Data mesh: a true paradigm shift?

Published in

Balderton

7 min readMar 7, 2023

Data mesh, data governance, data fabric, data access management, lineage, observability, orchestration…. the ‘governance’ layer of the modern data stack has been attracting growing attention and debate (and confusing terminology).

Whilst the concept of data governance is not new, the emergence of data mesh — a federated, decentralised approach to data governance, coined by Zhamak Dehghani in 2019 — is more recent. This has led organisations to rethink their orchestration and observability layers, and inspired a wave of innovation in the space. But is data mesh just another trend, or does it represent a true paradigm shift?

In order to answer this question and identify the most exciting opportunities for investment, let’s start with the basics and break down the fundamentals of data governance. We’ll look at:

Getting the lay of the land: Data mesh and data governance
How data orchestration, observability and access management tie in with the data mesh
Considerations when assessing emerging players

In the piece below, I unpack what’s actually happening, and what it means for investors. Please feel free to share your thoughts and questions in the comments.

1. Getting the lay of the land: Data mesh and data governance

We can think of data governance as a broad umbrella of who should manage access to data pipelines, how they can be monitored, and shared. Data governance simply means setting internal standards on how data should be gathered, stored, processed, and disposed of.

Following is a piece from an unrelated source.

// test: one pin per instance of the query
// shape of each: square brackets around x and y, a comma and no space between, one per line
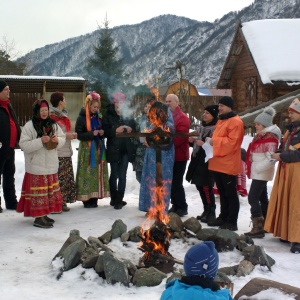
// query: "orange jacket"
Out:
[227,139]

The data mesh is a federated approach within this data governance, focusing on a distributed, decentralised approach to enterprise data management. It sees datasets as federated products, orientated around domains. The idea is that each domain-specific dataset has its own engineers and product owners to manage it. This in turn allows for a level of self-service across an organisation.

With data mesh, a team could be composed of software engineers, analysts, data scientists, all working on building operational and analytical data products.

So data mesh could be interpreted as opposite to current data platforms that are more centralised, and often built around complex pipelines. But whilst this federated approach removes blockers coming with centralised systems, it can still be used alongside traditional storage systems, like data warehouses or data lakes. It simply means that use has shifted from a single, centralised data platform to multiple decentralised data platforms.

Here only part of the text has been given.